Angelo Codevilla, a senior US intelligence official during the Reagan Administration, warned in an essay published today on the American Greatness website:
“Iran is the main beneficiary of the last stages of the Syrian civil war. Already having reduced Shia-dominated Iraq to satellite status, having done virtually the same to Lebanon through Shia Hezbollah, and now being the executor of Russia’s protectorate over Alawite rump-Syria, it is engaged in maneuvers vis à vis Turkey and the Kurds to secure the last link of its power from Central Asia to the Mediterranean. Due partly to the resources that the Islamic Republic gained from the Obama Administration’s nuclear deal, Iran’s growing influence and armament are weighing against U.S. interests and threatening a war with Israel likely to involve America.
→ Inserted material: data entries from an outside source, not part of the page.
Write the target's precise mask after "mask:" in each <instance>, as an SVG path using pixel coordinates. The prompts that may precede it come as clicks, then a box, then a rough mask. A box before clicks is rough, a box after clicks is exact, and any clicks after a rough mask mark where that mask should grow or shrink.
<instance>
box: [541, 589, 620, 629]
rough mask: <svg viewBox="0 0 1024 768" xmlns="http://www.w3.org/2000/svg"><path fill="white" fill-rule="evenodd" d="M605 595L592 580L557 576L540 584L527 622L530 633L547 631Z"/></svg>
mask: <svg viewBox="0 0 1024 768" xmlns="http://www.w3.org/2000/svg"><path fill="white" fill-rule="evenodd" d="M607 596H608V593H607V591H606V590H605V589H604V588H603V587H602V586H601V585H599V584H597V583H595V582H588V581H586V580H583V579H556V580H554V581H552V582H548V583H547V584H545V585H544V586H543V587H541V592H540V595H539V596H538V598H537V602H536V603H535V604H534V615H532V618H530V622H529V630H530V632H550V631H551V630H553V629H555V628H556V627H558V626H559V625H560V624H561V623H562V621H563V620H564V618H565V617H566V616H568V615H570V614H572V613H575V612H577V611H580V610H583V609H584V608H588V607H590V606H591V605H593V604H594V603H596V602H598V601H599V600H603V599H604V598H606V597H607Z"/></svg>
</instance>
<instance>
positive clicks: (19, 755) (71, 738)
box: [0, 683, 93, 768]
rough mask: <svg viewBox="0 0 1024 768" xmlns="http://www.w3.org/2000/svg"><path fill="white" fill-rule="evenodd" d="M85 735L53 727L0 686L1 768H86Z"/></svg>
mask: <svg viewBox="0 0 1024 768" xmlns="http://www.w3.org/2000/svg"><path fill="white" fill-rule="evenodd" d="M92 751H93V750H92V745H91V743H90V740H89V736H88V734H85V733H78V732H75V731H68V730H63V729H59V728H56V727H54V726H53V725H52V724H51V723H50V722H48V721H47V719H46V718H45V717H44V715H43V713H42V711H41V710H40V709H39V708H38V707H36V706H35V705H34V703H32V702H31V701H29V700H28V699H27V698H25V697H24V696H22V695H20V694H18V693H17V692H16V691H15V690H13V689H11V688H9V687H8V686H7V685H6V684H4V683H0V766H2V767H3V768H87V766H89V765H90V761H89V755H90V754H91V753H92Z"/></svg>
Yet U.S. foreign policy, in deference to Germany, France, Britain, as well as domestic interests, continues the ‘deal,’ strengthening Iran’s hand. But bombing buildings in Damascus gives Washington a warm feeling.”
Codevilla shares this writer’s skepticism about the provenance of the recent chemical weapons attack on the Syrian town of Douma, if there was indeed an attack at all. He argues, “In the aftermath of the late strikes, US spokesmen gloried in having ‘sent a signal.’ That signal, however, was one of unseriousness. Real sanctions would need no hype. To stop hurting ourselves, it should be even easier to cease to treat Turkey as an ally, in word and in deed, so long as it is ruled by Erdogan […] The Kurdish people, who live from the Mediterranean shores to the Iranian plateau, are America’s only remaining strategic asset east of Israel.”
Israel now faces the possibility that Iran will establish a de facto border with the Jewish State, a circumstance which the Israel government has said it cannot allow. Iran’s proxy Hezbollah already has over 100,000 missiles in an arsenal directed at Israel, but the Lebanese Shi’ite militia is vulnerable to a massive Israeli counterstrike. If Iranian regulars occupy Syria close to Israel’s border, Israel will face debilitating rocket attacks that are far more difficult to suppress.
Israel and Iran already are engaged in a low-intensity war of sorts. The Wall Street Journal reported April 17 that Israeli warplanes struck an Iranian anti-aircraft battery in Syria in order to stop Iran from restricting Israel’s freedom of movement in Syrian airspace. Israel reportedly informed Washington before the attack. “Iran has threatened to hit back at Israel, which is bracing for a wider clash with Tehran. A protracted confrontation between the two Middle East rivals could create a dangerous new dynamic in Syria, where Mr. Trump is looking to extricate American forces from a convoluted conflict that shows no signs of coming to an end soon,” the newspaper commented.